At first instance the Court agreed with the tenant but the landlord subsequently appealed to the Court of Appeal, which found in favour of the landlord, concluding that the notice was ineffective, for the following reasons:
• There was no obligation on the landlord in the lease to acknowledge receipt of a notice (given the formal methods of service specified in the lease) and the landlord’s argument that in order for an acknowledgement of notice to be relied upon it had to be given within a reasonable time was incorrect.
• Under the terms of the lease, acknowledgement was mandatory and was essential to the validity of the notice.• There could be no retrospective acknowledgement of the break notices and no valid acknowledgement of receipt of the break notices could be given after the deadline for serving the break notice had passed. A notice requiring acknowledgement would, therefore, be valid and take effect only from the date of any acknowledgement, which had to occur before the break date specified in the lease.

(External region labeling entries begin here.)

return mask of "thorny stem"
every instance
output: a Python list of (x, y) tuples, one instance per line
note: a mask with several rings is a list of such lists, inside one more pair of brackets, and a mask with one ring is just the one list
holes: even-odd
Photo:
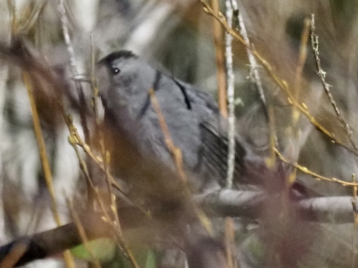
[(317, 67), (317, 74), (321, 79), (321, 81), (322, 81), (322, 84), (323, 85), (323, 88), (324, 89), (324, 91), (327, 96), (328, 96), (328, 99), (329, 99), (329, 101), (331, 104), (333, 108), (336, 116), (338, 120), (339, 121), (339, 123), (340, 123), (342, 126), (345, 131), (350, 144), (352, 145), (352, 147), (354, 148), (354, 150), (358, 150), (358, 147), (357, 147), (357, 145), (354, 143), (352, 139), (352, 136), (353, 132), (352, 129), (349, 125), (348, 124), (348, 123), (345, 121), (345, 120), (342, 117), (339, 110), (338, 110), (337, 104), (336, 103), (334, 99), (332, 96), (332, 94), (331, 93), (330, 90), (329, 89), (329, 88), (332, 86), (329, 85), (325, 80), (325, 78), (326, 76), (326, 72), (324, 71), (322, 69), (322, 68), (321, 66), (321, 60), (319, 56), (318, 36), (315, 33), (315, 27), (314, 25), (314, 14), (312, 14), (311, 16), (311, 43), (312, 49), (313, 50), (313, 54), (314, 56), (315, 60), (316, 61), (316, 66)]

• There had in this case been no acknowledgement of the notice before the break date specified in the lease and, therefore, the break notice was invalid.
Conclusion
The above three cases provide a useful reminder of some of the main problems and pitfalls regarding the operation of break clauses and the service of break notices under their terms. We would suggest that tenants should always instruct a solicitor to prepare and serve the break notice on their behalf, giving themselves and the solicitor plenty of time to do so, in accordance with the timeframes specified in the lease.
Tenants should always consider when they decide to issue a break notice whether there are any specific conditions contained or referred to in the break clause which must be complied with for the break to be effective, such as the payment of rents or the requirement to hand the property back to the landlord in particular state of repair or condition. If required by the break clause, satisfaction of such conditions will be essential for the break to be effective and will prevent the landlord from successfully defeating the break which, in an uncertain market, landlords may attempt to do.
Conversely, landlords in receipt of break notices should strongly consider taking legal advice as soon as possible following receipt of a break notice, as the notice might well be defective or have been served incorrectly. Landlords should also strongly consider seeking further professional advice (in particular, from a qualified surveyor) as to whether any conditions in respect of the valid exercise of a break option by a tenant have been complied with. Such professional advice could result in landlords saving significant amounts of time and money involved in locating and securing a new tenant for the property in what continues to be a deflated and uncertain market.
This articles offer general guidance and reflects the law as at March 2010. The circumstances of each case vary and this article should not be relied upon in place of specific legal advice.